NEW YORK — Alex Rodriguez says he won’t play again this season.

The three-time AL MVP was released Saturday by the New York Yankees, who owed him about $27 million for the rest of his contract, which runs through 2017.

Any team could sign A-Rod for a prorated share of the major league minimum of $507,500, and Rodriguez’s hometown Miami Marlins said Sunday they were discussing whether to reach out to the 41-year-old.

Rodriguez spokesman Ron Berkowitz says in a statement Monday: “I want to put all this talk to rest about Alex playing for any team this season.”

Berkowitz adds: “It’s not happening. Like he said Friday night, he is happy and he is going to take some time to relax and hang with his family and friends.”

CLARENCE “CHOO CHOO” Coleman, a catcher on the expansion 1962 Mets who spent four seasons in the major leagues with New York and the Philadelphia Phillies, has died at age 80.

Niece Linda Hibbler says Coleman, who had been suffering from cancer, died Monday at the Regional Medical Center in Orangeburg, South Carolina.

INDIANS: Pitcher Skylar Arias has been suspended for 56 games under baseball’s minor league drug program following a positive test for Nandrolone, a steroid.

The 19-year-old left-hander was selected in the 24th round of the amateur draft in June and went 1-1 with a 3.72 ERA in 11 relief appearances for the rookie-level Arizona League Indians.

Arias’ suspension, announced Monday, was the 69th this year under the minor league drug program. There have been 13 under the major league program.

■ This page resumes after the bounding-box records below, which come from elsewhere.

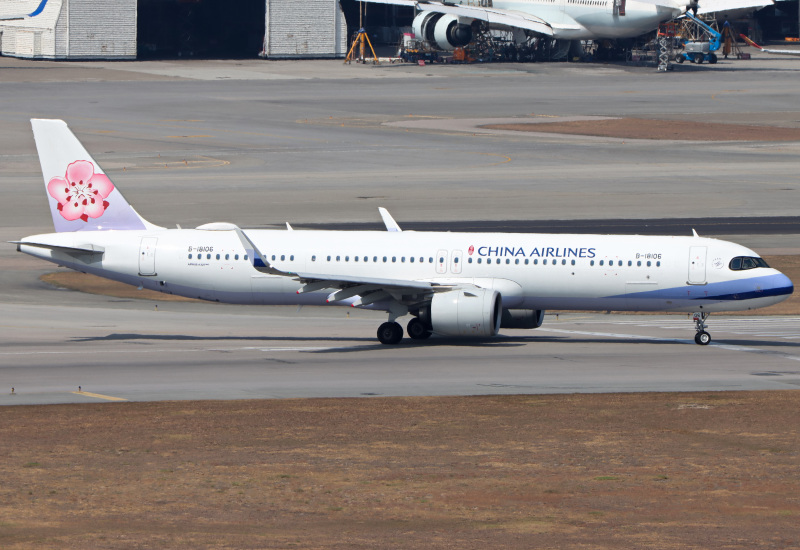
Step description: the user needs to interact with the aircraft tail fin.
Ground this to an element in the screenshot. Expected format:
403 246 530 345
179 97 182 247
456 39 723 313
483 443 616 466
31 119 156 233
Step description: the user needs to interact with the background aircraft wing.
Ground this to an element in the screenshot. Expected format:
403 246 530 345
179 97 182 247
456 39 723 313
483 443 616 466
696 0 775 14
739 34 800 55
0 0 48 21
365 0 556 36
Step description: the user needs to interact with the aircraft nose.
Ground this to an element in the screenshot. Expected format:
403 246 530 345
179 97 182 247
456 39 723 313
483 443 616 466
772 273 794 297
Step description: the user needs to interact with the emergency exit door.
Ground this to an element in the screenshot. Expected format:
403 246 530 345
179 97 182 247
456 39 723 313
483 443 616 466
139 237 158 276
688 246 708 285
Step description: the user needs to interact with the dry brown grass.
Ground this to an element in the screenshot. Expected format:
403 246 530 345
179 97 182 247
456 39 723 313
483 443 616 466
0 391 800 549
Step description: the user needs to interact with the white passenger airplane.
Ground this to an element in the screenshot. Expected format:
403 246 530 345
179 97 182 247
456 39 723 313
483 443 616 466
366 0 689 50
364 0 772 51
14 120 794 345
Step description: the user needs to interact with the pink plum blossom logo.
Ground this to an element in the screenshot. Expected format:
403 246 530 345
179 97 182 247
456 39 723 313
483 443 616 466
47 160 114 222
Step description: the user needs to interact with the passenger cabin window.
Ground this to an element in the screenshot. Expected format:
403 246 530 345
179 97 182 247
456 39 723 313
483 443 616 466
728 256 769 271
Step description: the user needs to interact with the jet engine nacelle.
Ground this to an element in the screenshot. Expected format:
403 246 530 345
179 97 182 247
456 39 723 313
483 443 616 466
500 308 544 328
422 288 503 336
411 11 472 51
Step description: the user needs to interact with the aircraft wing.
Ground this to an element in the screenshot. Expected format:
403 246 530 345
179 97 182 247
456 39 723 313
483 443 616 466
0 0 48 21
234 227 454 306
366 0 553 36
739 34 800 55
696 0 775 14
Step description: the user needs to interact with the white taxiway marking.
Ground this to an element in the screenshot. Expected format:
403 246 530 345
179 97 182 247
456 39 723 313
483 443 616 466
0 346 340 356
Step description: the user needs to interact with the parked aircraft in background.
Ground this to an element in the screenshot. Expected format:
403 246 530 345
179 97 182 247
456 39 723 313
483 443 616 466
365 0 773 51
14 120 794 344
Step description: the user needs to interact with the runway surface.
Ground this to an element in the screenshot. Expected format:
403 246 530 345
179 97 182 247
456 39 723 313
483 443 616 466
0 57 800 404
0 304 800 404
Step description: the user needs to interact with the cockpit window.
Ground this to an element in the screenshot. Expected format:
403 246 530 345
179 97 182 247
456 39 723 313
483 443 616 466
728 256 769 271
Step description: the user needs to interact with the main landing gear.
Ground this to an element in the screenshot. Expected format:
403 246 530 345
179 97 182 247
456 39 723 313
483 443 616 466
692 311 711 346
378 317 431 345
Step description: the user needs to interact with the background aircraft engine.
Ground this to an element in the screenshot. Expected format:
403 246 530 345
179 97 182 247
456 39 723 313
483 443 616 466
411 11 472 51
423 288 503 336
500 308 544 328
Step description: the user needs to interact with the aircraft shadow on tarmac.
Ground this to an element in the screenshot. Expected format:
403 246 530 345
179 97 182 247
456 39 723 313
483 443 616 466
70 333 800 353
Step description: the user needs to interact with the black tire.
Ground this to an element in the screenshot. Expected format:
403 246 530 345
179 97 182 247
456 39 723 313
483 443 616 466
694 331 711 346
406 317 431 340
378 322 403 345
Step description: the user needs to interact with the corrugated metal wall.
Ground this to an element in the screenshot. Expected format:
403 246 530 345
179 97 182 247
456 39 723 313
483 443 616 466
264 0 347 59
66 0 136 59
0 0 136 59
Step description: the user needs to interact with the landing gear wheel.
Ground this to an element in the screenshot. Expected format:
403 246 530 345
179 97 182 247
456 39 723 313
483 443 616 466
378 322 403 345
406 317 431 340
694 331 711 346
692 311 711 346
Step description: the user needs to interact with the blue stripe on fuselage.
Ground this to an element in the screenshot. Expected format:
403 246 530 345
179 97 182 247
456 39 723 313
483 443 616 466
609 273 794 302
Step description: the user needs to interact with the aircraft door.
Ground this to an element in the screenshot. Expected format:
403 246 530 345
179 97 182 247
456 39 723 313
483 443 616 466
436 250 447 275
139 237 158 276
450 250 464 275
688 246 708 285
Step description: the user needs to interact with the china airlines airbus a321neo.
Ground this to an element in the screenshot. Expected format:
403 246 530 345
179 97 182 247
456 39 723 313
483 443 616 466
14 120 794 345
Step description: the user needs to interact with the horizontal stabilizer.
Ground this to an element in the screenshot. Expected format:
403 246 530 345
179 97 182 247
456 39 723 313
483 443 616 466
8 241 106 256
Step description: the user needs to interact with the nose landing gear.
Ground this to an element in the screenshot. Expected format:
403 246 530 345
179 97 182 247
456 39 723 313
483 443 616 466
692 311 711 346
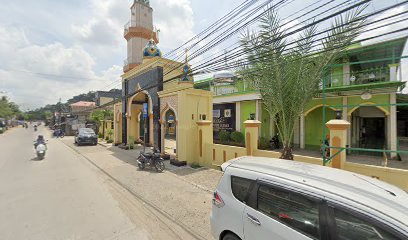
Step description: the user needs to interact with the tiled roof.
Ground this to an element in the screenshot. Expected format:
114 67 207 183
70 101 95 107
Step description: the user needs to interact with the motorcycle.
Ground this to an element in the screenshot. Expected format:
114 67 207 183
34 141 47 160
270 134 282 149
137 149 164 172
54 129 65 138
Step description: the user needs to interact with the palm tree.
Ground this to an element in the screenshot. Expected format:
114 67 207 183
240 5 366 160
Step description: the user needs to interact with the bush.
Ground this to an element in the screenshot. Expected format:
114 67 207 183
259 137 270 150
230 132 245 143
218 130 230 142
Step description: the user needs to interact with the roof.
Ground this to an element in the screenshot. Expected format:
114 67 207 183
70 101 95 107
221 157 408 231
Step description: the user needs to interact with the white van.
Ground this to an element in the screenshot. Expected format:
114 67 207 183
211 157 408 240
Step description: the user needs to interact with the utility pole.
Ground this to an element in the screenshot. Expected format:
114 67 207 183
58 98 62 125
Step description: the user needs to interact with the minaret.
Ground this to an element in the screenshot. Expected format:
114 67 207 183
123 0 159 72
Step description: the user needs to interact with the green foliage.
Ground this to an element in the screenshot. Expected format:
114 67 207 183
259 137 270 150
240 4 367 159
218 130 230 143
0 96 21 119
230 132 245 143
67 91 95 105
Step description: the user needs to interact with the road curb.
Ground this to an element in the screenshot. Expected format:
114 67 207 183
61 138 205 240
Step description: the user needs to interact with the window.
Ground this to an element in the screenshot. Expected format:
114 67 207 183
334 209 399 240
258 185 320 239
231 176 255 202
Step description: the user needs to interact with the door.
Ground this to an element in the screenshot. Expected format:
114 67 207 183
243 185 320 240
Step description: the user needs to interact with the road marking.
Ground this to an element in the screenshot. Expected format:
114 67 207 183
60 141 206 240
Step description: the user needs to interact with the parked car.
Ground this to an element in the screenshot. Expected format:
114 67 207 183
210 157 408 240
74 128 98 146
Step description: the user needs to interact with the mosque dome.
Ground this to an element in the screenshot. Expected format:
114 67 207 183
143 39 161 57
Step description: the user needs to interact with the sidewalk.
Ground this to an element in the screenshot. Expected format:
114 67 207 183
62 137 222 239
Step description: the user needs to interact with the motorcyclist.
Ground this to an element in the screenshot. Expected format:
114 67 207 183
34 135 46 149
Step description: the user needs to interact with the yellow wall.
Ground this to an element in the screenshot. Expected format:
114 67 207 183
209 144 246 166
113 102 122 144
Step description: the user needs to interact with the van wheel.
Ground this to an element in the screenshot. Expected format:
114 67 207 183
222 233 241 240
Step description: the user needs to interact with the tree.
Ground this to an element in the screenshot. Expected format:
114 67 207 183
240 5 366 160
0 96 21 119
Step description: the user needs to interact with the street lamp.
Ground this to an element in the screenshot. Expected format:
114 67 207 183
336 110 343 119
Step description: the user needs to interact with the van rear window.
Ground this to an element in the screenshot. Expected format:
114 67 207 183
231 176 255 202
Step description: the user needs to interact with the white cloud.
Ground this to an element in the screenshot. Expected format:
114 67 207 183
0 25 122 109
357 6 408 45
155 0 195 49
71 0 129 48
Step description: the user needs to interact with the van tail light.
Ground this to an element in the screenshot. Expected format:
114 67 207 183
213 191 225 208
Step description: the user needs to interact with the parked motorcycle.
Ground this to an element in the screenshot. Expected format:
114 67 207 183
137 149 164 172
270 134 282 149
53 129 65 138
34 141 47 160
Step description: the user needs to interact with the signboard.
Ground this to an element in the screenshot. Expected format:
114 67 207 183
143 103 148 118
213 103 235 139
213 109 221 118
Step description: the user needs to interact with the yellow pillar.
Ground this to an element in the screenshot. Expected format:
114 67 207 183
244 120 261 156
197 120 213 167
326 119 350 169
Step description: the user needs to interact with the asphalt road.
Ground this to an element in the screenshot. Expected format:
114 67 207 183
0 127 151 240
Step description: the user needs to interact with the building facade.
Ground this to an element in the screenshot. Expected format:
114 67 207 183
195 38 406 155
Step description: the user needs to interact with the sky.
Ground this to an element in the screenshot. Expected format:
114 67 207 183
0 0 408 111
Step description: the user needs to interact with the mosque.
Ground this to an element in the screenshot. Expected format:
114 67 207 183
114 0 212 163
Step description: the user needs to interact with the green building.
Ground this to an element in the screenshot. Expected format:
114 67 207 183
194 37 407 155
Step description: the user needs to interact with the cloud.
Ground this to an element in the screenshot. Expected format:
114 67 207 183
0 25 122 110
357 6 408 45
155 0 195 49
71 0 130 48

REDS: Cincinnati optioned winless pitcher Cody Reed to Triple-A Louisville and recalled outfielder Kyle Waldrop.

Reed allowed six runs in Cincinnati’s 7-3 loss at Milwaukee on Sunday before being pulled in the second inning. The left-hander, who made his major league debut on June 18, fell to 0-7 with a 7.36 ERA in 10 starts.

CUBS: The team fired a DJ who played a song with references to violence after reliever Aroldis Chapman left the mound against the St. Louis Cardinals on Sunday.

The DJ was fired for playing “Smack My B—- Up” by The Prodigy.

Chapman served a 29-game suspension to begin the season under Major League Baseball’s new domestic violence policy. Prosecutors declined to file charges.

Cubs President Crane Kenney apologized, saying the music selection showed “a lack of judgment and sensitivity to an important issue.”